Finally, TRIUMPH! Being able to work from home!
It has been years and decades since I have first tried to find a way to spend more time with my girls. A classic case of being careful what you wish for came when the challenge of working from home presented itself! More time with kids, less hassle of trains and cars, etc. Yes, please. It was what I was searching for 11 years ago when I walked away from a BIG corporate job and took a position with a smaller, family-oriented company.
After several years, proving myself and my work, I tried to arrange for a ‘work from home’ schedule. However, this was not met favorably this summer when cost calculations of maintaining an office in Manhattan proved to be prohibitive, the argument for working from home finally won out! “This is finally happening,” I thought, barely being able to contain my excitement when the Executive VP sat me down to tell me that my long time ask was becoming a reality.
I dreamed of helping the kids get ready for school and then enjoying quiet mornings after they left. I thought of the smile I would have on my face when the girls would come home, and I would take a break to prepare a snack as they told me about their day. Perfect!
Full disclosure, I am in my late 40’s, and my girls are 15 and 17 years old. Let’s say that my idyllic image of working from home isn’t exactly how I pictured it.
The girls get up exactly 30 minutes before they need to leave for school and speed around yelling out items they are looking for as they prepare to leave. “Where is my blue top? Did you take my white denim skirt? What happened to the forms I was supposed to have you sign?” They grab their lunch, run out the door, barely a ‘bye Mom’, and then hop in the car that the older one drives. And just like that, as soon as the morning hurricane began, it has ended.
I am left standing at the door wondering, “Now what?” After I walk the dog, who seems actually grateful, I sit to work. The silence is deafening. It is loudly quiet in the house. Time moves slowly. No one to say hello to, no one to ask, ‘How was your weekend,” no coffee station to walk to for a refill.

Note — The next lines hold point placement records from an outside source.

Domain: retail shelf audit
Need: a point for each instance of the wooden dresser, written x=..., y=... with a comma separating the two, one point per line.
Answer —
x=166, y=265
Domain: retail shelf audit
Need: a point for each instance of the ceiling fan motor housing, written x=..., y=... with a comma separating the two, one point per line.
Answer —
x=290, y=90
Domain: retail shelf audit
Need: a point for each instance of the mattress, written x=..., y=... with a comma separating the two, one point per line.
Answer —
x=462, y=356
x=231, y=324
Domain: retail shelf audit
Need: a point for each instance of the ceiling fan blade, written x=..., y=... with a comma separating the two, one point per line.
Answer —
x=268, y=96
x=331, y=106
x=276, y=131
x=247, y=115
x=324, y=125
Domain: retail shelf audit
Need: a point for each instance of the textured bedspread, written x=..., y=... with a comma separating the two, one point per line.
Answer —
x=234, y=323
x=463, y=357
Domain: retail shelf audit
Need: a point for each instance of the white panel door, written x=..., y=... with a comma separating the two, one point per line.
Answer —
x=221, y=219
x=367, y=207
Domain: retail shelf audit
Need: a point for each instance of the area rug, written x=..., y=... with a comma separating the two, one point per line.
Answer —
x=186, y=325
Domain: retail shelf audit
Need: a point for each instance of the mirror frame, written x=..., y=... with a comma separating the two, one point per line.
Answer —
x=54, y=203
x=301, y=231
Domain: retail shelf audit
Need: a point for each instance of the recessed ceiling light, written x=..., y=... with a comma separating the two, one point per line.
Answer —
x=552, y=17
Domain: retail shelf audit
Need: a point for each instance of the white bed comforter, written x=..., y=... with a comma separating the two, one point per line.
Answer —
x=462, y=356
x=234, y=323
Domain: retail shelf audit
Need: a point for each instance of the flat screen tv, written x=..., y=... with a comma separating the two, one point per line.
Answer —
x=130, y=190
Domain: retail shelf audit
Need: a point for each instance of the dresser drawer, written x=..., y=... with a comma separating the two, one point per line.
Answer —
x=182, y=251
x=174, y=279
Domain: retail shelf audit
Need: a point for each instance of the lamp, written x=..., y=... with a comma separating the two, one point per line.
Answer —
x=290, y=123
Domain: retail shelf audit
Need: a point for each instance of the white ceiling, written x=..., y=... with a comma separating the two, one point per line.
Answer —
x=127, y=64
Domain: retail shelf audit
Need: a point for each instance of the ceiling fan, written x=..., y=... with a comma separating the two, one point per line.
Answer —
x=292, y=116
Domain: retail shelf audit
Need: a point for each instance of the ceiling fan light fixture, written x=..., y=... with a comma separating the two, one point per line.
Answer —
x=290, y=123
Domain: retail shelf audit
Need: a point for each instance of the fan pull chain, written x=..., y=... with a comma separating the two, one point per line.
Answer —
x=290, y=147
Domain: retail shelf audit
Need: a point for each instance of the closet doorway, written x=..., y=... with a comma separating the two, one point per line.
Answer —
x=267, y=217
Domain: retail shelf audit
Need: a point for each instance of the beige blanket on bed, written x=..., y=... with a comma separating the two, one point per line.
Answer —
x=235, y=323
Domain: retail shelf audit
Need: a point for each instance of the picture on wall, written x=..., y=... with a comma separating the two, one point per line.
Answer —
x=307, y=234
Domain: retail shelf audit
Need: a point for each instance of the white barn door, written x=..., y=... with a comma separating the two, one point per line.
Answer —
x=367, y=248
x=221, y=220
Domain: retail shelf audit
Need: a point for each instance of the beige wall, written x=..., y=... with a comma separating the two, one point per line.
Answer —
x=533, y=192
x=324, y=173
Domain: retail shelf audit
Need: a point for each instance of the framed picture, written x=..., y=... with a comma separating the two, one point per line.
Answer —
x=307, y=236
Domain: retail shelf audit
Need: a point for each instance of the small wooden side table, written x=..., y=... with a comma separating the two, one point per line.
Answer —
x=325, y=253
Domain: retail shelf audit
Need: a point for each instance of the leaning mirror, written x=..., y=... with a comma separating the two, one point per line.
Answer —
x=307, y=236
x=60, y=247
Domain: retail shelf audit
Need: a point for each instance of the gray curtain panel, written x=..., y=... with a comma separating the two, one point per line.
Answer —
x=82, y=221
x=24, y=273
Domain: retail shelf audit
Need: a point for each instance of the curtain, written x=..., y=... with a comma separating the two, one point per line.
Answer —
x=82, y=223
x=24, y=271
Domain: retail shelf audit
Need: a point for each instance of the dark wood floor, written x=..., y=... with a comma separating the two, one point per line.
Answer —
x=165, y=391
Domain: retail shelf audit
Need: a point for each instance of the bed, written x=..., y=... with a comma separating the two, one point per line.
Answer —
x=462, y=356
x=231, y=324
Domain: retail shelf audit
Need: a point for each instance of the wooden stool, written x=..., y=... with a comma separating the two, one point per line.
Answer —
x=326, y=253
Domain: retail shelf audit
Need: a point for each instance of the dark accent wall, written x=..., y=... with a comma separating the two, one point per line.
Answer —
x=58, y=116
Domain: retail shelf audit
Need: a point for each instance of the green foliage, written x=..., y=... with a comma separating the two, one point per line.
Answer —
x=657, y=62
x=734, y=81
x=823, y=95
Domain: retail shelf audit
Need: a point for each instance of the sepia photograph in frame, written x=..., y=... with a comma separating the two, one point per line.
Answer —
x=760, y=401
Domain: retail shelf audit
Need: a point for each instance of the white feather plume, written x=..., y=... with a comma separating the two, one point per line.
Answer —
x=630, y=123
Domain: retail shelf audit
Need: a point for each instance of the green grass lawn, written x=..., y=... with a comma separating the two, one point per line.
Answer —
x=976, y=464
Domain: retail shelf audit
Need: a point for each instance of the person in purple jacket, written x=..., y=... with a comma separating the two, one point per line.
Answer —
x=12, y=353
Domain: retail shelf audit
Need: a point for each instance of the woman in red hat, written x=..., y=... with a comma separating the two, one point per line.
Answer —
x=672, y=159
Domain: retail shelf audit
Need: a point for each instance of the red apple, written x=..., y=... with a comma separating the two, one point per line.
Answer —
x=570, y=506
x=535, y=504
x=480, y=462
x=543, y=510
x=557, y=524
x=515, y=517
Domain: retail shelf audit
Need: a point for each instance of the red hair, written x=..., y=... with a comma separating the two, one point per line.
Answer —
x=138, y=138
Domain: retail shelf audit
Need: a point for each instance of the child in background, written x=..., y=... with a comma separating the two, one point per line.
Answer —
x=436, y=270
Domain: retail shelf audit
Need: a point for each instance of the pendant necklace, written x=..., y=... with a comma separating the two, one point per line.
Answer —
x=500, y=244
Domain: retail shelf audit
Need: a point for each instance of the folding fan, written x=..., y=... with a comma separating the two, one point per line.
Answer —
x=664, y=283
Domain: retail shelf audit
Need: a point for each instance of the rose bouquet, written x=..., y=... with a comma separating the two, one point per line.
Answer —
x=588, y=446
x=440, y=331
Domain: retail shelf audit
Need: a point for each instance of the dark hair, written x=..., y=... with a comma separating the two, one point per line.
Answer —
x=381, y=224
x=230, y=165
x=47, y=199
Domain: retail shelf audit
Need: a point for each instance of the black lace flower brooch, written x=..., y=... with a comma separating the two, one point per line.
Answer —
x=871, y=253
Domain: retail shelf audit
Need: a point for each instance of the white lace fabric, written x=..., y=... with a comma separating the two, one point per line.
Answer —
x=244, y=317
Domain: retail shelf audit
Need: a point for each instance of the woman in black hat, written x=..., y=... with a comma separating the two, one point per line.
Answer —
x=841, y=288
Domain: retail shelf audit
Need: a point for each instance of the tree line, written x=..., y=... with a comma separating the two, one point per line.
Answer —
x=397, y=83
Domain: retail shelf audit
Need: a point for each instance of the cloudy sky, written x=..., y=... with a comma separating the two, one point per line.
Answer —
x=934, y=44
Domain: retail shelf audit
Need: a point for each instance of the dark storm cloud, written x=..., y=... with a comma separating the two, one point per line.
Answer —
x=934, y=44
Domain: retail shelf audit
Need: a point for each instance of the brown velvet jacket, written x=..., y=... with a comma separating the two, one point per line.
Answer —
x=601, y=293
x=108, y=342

Yes, I think this working from home thing is different, and it will be a challenge. By lunchtime, I am not sure if I should eat at the dining room table or with my laptop as I would do at the office, and I remember I started laundry before I sat down this morning. Am I allowed to get up to switch it to the dryer? My sister calls, and I feel guilty as I take the call. Am I supposed to be taking personal calls while working from home? I wouldn’t think twice when I was at the office, but now it seems taboo like I’m hiding something. I get through the rest of the day thinking, maybe I need background music tomorrow and some ground rules for myself.
By 3 p.m., no one is home. I remember they have swim practice and won’t be home for another two hours. By the time they walk in, I am practically done for the day and thrilled I don’t have a commute home. My teens run into the house with a ‘hi Mom,’ which makes me smile and then a, “It was fine,” when asked how their day was. I am struck by the fact that they really do not need me here to take care of them or to make them breakfast or snack or to do very much for them at all.
It isn’t the same as when they were little. For years, I remember running around the house in the morning to get them and myself decently dressed, fed, and out the door on time.
So now that I am working from home, what is the upside? Do I wake up tomorrow and shower and get dressed to yet again sit at my laptop all day? Does it matter and to whom? As the old saying goes, “If a tree falls in the forest and no one is there to hear it…,” to whom does it actually matter if I am dressed decently, showered, hair done, makeup?
And then it hits me. It matters to me! If at this point in my life, what my girls need me for is different than I imagined it to be, it still matters. Right now, fulfillment is personal.
It matters to me that before they go to college, I can see them hours later in the morning and then earlier in the afternoon than I would have if I needed to rush for the train. It matters to me that I take care of myself enough to work decently dressed, and dare I say, after some exercising (wow, who had time for that before?).
It is time for me to identify with what matters to me and how I view myself.
I realize I am passionate about what I do, and I value myself enough to get myself together, be dressed, combed, and face this challenge of working from home, and some days without makeup!